Allora gli andai vicino e gli dissi: "Ciao"
"Ciao," fa lui.
"Aspetti qualcuno?" gli chiedo.
"No, non proprio..." e mi guarda, mi guarda. Serio.
Allora gli chiedo: "Ti andrebbe di... di fare qualcosa con me?"
"Cosa?" chiede lui.
"A me piace un po' di tutto, a parte il sadomaso, e a te?"
"Lo pigli in bocca?" chiede quello.
Di solito nessuno dice così, penso, ma annuisco.

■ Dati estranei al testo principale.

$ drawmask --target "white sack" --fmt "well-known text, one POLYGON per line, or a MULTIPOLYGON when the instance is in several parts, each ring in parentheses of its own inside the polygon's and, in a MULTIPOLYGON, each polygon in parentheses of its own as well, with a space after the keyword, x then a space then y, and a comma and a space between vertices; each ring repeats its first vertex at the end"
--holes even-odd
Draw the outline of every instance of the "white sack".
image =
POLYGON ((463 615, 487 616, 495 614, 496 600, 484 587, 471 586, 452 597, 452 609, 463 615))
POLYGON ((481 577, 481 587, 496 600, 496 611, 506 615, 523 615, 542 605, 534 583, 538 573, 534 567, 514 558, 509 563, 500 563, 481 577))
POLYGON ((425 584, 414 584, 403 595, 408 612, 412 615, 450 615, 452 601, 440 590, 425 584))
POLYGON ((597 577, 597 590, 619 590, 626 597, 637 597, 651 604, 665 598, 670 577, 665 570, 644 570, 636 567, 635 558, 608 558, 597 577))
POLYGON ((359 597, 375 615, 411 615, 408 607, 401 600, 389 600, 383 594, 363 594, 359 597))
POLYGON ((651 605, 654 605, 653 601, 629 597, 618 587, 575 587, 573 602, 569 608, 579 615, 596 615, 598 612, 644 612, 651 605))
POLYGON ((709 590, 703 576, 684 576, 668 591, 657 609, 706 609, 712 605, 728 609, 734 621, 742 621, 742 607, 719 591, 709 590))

"Vieni." dice lui e si addentra fra i cespugli.
Sembra che nessun posto gli vada bene: io mi sarei fermato già un quattro o cinque volte. Evidentemente cerca un punto più appartato, forse non gli va di essere visto, spiato, penso. Lo seguo.
"Qui," dice lui e si ferma.
Si apre i calzoni, se lo tira fuori: "Dai, fammi godere," dice sempre serio.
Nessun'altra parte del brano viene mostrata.